7 Ways to Make Vaping As Safe As Possible (Without Quitting)

Minimizing the Risks of Vaping


If you’re worried about the risks of vaping, you should quit. There you go. You can toss out your juices and mods now…


Yeah, I don’t want to do that either.


I know it’s true that the safest thing to do is neither smoke nor vape. But that doesn’t mean I’m ready to say goodbye to vaping. By the very nature of my decision to start vaping, I do want to minimize the risk from my nicotine addiction. It might be a little hypocritical to make an effort to reduce the risks of vaping without just stopping altogether, but the truth is I don’t want to stop. As much of a half-assed half-measure as it is, I want to keep vaping without putting myself at too much risk, and I guess some other vapers have similar concerns.


The question is: what can you do to reduce the risks of vaping (without quitting)? While the advice in this post is inherently a bit speculative – we won’t be able to make definitive statements like this for a long time – it should help you keep your risks to a minimum while you’re vaping.


1 – Use Temperature Control Mods


Temperature Control Vaping
Photo: E-Cigarette Direct


Temperature control vaping is a perfect example of how improvements in technology can help reduce potential risks.


The problem is typified by the infamous New England Journal of Medicine formaldehyde study. This found that in extreme situations, some setups can release a lot of formaldehyde. The big issue with the study is that the settings used aren’t realistic. Nobody vapes like this because the taste quickly becomes really nasty. Other tests have demonstrated this clearly: vapers can taste “dry puffs” easily, and formaldehyde levels are low until this happens.


While this specific example isn’t too much of a concern in ordinary situations, there is a general rule at play. In a nutshell, higher temperatures allow more chemical reactions to take place. This means nasty chemicals are more likely to form at high temperatures, whether it’s formaldehyde or acrolein.


Temperature control mods solve this problem neatly. By limiting the maximum temperature the coil can reach, you can completely prevent your coil reaching the high temperatures it does during a dry puff. When the temperature of the coil reaches your chosen limit, the devices stop firing or reduce the power until the temperature drops.

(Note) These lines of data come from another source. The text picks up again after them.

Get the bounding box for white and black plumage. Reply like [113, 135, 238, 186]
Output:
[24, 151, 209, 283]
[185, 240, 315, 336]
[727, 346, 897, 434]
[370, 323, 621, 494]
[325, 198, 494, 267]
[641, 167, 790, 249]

This can keep a lid on the formation of things like formaldehyde and acrolein. However, arguably the biggest benefit is for the future. When we have more studies of e-liquids and vapor, we’ll hopefully have a better idea of which chemicals form in substantial quantities at which coil temperatures. This means you could use temperature control to find an “ideal” vaping temperature for safety. The aim is to ensure enough nicotine and flavorings are vaporized to keep vaping enjoyable, but limit your temperature so that only minimal harmful by-products are created.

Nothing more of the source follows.